Kaliningrad Zoo is not the most miserable place on earth. In no way do I wish to imply any wilful mistreatment or neglect of the animals under the care of the staff of the zoo. From my understanding, the staff there have long struggled against financial problems, and have on occasion had to resort to feeding the animals out of their own cupboards. For this nobility and dedication to the care of their animals, they deserve applause. Fortunately, in recent years, the zoo has recieved sponsorship from various companies, which has gone some way to help with their financial problems – although exactly how far, I cannot say. Others have noted poor conditions there –  for example, an elephant at the zoo, Pregolja, was briefly the subject of international attention when news of her cramped living conditions became widely known. An appeal was launched for her removal from the zoo, but to no avail. I don’t know whether conditions are the same now as then (certainly, a further public appeal for aid proved fruitful), but they still don’t look pleasant.

Again, I must reiterate that I could be mistaken about things – but, I must say, the zoo really shocked and disturbed me. Maybe I’m soft, but seeing animals in such conditions isn’t pleasant to me in the slightest. When I saw the bears standing, waving, and posing for the crowd, I couldn’t help but wonder whether the animals (so many of which approach anybody who stands near their cage) have been conditioned so that they are not, in fact, any longer the noble beasts of the wild – but are now broken and degraded examples of their respective species, no more representative of their species than an animatronic puppet would be.

Bears Fighting

Finally, I must discuss the birds at the zoo. .The cages are far too small.
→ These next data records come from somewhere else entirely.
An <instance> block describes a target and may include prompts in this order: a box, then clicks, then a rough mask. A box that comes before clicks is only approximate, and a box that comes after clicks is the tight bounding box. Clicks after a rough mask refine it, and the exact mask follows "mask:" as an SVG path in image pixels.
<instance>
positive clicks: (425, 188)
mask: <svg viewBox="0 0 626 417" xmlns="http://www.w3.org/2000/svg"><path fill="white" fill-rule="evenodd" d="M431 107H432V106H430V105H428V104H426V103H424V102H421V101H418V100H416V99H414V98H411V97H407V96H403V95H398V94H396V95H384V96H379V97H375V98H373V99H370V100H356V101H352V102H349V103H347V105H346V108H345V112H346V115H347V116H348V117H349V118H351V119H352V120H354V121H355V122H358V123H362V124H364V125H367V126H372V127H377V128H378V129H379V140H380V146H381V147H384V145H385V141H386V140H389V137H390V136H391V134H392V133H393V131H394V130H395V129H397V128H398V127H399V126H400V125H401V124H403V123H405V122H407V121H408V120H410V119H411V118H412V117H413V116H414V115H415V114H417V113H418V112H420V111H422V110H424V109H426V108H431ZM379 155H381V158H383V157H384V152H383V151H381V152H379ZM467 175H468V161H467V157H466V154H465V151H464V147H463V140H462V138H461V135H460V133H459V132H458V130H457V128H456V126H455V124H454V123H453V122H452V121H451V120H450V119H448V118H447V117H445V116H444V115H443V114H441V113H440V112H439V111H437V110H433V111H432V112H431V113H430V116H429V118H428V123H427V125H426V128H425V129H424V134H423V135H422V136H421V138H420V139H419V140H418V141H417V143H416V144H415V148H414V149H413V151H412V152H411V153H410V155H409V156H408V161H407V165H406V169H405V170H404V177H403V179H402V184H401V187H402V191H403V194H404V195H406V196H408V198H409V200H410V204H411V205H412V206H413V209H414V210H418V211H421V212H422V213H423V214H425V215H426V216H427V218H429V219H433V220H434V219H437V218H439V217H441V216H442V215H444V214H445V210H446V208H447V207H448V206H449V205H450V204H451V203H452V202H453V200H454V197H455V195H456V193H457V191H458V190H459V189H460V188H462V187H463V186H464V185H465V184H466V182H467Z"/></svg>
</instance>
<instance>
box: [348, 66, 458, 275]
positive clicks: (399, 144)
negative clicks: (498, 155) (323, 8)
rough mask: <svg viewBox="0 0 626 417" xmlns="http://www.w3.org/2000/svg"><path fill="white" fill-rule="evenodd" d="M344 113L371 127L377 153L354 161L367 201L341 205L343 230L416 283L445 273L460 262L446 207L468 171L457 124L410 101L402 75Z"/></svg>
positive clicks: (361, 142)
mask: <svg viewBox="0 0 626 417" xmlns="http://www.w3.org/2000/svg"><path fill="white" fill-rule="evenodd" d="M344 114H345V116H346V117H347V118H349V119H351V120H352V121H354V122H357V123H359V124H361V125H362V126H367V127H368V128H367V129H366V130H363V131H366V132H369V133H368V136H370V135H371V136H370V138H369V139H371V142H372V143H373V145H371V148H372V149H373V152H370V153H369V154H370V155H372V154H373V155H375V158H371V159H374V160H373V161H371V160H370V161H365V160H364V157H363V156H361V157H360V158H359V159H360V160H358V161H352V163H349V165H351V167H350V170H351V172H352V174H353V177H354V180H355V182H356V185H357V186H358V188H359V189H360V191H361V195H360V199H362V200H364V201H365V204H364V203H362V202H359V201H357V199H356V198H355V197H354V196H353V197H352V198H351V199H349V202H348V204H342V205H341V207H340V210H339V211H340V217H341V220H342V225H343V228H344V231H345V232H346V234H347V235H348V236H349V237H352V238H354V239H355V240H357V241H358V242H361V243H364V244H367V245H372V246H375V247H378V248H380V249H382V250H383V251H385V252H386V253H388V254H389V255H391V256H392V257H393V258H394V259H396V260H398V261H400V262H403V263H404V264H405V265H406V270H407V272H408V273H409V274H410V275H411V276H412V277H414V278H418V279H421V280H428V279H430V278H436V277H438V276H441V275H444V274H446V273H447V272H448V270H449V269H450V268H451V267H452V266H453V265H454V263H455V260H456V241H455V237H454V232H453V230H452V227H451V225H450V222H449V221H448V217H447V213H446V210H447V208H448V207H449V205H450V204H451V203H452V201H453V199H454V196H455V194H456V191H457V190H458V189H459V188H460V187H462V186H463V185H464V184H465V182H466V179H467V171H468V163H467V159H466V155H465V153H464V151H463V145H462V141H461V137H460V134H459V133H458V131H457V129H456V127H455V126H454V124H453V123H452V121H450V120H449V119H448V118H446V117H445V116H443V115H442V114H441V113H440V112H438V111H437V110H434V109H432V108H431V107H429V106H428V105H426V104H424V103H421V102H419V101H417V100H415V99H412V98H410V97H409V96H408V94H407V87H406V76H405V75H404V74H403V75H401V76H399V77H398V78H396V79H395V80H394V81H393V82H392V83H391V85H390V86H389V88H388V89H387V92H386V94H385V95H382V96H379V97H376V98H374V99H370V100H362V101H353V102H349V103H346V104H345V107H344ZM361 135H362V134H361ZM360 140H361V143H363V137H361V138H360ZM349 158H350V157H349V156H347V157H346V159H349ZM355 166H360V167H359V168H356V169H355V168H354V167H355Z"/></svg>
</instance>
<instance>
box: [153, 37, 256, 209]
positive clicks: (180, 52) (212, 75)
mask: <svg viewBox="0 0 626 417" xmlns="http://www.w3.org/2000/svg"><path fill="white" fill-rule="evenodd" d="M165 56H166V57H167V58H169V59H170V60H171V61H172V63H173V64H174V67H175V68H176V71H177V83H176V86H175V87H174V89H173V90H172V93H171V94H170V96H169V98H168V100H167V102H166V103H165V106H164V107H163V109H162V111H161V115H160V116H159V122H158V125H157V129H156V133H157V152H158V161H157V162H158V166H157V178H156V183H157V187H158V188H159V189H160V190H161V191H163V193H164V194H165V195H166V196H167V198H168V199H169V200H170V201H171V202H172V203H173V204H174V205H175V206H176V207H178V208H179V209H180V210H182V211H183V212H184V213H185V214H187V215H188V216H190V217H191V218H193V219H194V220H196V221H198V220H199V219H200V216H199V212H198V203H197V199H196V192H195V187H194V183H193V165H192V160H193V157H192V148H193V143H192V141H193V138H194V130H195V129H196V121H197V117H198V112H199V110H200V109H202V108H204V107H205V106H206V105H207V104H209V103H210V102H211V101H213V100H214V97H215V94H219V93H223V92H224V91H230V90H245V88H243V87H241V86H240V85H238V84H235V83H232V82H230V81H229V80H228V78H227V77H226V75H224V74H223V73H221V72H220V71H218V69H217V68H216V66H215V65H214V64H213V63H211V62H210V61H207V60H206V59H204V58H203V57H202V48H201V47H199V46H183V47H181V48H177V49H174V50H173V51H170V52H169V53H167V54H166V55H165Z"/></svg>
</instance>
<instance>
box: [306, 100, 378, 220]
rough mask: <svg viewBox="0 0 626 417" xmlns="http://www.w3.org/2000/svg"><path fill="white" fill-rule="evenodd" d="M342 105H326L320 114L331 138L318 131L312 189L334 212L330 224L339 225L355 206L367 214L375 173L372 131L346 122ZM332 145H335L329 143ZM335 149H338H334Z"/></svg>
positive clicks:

This video will show it more concisely than I shall be able to write.

Bird Cages

Birds, in general, fly. A small number lack this gift, but for the most part, avialae are characterised by their mastery of the air. A bird denied flight is as a writer denied words – a situation so ridiculous that it defies sane comprehension. Freedom of mobility characterises birds more perhaps than any other type of animal, even free roaming fish of the sea – a pelican may swoop, dive, and return to the sky, but his piscine quarry gains the freedom of the air only in the cage of the avian mouth. Yet, it is considered normal for us to cage birds, to imprison them – to deny them their evolutionary birthright. Surely part of the magic of seeing animals in the flesh is the sense, no matter how small, that these animals are getting on with their day-to-day business with the minimum of disruption from their surroundings and captors? That we are, in some small way, seeing, and perhaps understanding these animals in a way that we just can’t experience through pictures and words? In a way that is lost completely to us, when this is how we see them? I do not propose that we do away wth zoos – but perhaps they should be designed and run in ways that suit the animals more, so that we in turn may better experience them.